W pierwszej chwili oślepił go blask promieni wpadających przez wielkie okno, zachwiał się, ale szybko przyzwyczaił się do światła i odzyskał równowagę. Rozejrzał się po pokoju. Nie zmienił się on w ogóle od jego ostatniego pobytu tu. Beżowe ściany były praktycznie w całości pokryte przez wielkie ponure obrazy, czy też ogromne szafki na książki. Zgaszone, szklane żyrandole swobodnie zwisały z białego sufitu. Biurko, stojące na przeciwko niego było zawalone stertą papierów, które zapewne były wielokrotnie przerzucane przez Lucjusza. On sam siedział na środku gabinetu, w dużym fotelu przy niewielkim stoliczku popijając herbatę. 

-Długo ci zajęło dotarcie tutaj, Aleksandrze -powiedział Lucjusz nawet na niego nie zerknąwszy. 

-Witaj ojcze. Przepraszam, że tak długo kazałem ci czekać. Niestety przez moją niedbałość, nie dopilnowałem Luki by zabrał pierścienie, dlatego musieliśmy podróżować tradycyjnymi środkami komunikacji.

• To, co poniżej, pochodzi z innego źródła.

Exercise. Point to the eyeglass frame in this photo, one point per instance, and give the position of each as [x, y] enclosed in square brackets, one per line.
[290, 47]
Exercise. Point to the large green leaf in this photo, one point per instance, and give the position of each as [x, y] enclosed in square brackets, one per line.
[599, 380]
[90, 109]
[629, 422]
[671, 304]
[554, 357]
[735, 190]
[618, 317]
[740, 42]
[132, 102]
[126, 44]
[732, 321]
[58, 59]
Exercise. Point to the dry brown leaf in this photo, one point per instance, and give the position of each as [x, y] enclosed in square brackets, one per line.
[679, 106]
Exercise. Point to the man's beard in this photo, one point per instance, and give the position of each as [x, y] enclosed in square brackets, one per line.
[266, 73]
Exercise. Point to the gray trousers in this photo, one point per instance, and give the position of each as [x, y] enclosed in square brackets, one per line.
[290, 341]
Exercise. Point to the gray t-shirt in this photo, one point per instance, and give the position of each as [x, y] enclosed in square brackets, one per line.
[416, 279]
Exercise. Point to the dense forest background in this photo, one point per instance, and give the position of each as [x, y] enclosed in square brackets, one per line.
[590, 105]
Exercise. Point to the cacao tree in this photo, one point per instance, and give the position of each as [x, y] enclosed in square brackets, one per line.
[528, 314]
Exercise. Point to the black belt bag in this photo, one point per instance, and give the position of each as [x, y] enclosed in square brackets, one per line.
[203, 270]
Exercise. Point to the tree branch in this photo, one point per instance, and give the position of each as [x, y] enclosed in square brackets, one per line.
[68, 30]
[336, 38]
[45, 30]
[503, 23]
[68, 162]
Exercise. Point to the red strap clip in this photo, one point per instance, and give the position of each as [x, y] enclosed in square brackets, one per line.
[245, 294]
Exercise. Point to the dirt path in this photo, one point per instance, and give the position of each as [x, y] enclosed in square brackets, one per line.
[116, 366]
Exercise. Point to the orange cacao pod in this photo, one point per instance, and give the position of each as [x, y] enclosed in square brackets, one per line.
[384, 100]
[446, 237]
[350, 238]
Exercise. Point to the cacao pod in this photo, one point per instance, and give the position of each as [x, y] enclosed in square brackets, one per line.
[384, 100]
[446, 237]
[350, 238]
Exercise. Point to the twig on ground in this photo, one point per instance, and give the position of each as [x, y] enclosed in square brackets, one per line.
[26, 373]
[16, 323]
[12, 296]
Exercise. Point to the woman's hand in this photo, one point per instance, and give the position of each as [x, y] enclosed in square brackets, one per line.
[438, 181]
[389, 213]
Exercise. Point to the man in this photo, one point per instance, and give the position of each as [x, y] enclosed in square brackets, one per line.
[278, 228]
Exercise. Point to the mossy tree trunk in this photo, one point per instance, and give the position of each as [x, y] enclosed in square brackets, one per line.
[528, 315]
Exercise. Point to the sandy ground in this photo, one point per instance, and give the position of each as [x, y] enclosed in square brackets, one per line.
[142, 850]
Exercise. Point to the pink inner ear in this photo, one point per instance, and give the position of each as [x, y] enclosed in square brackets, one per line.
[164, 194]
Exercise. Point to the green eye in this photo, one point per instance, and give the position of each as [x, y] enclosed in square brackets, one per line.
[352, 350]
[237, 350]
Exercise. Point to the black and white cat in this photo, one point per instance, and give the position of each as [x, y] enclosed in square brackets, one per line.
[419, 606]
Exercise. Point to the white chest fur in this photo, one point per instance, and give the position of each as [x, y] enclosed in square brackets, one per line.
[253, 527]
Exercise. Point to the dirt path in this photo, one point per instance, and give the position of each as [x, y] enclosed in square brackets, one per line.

-Rozumiem -odpowiedział biorąc łyk herbaty po czym kontynuował: -W takim razie, gdzie jest twój kuzyn, Aleksandrze? Czemuż to nie przyszedł się ze mną przywitać? 

-Wybacz mu ojcze, ale ta podróż go tak zmęczyła, że nie miał już siły by się z tobą spotkać -zaczął wyjaśniać Sasha. Był trochę niepewny reakcji ojca na zachowanie Luki, ponieważ przykładał on szczególną uwagę do etyki i tradycji. Dodatkowo Sasha był odpowiedzialny za kuzyna i na niego spadną konsekwencje jego zachowania. 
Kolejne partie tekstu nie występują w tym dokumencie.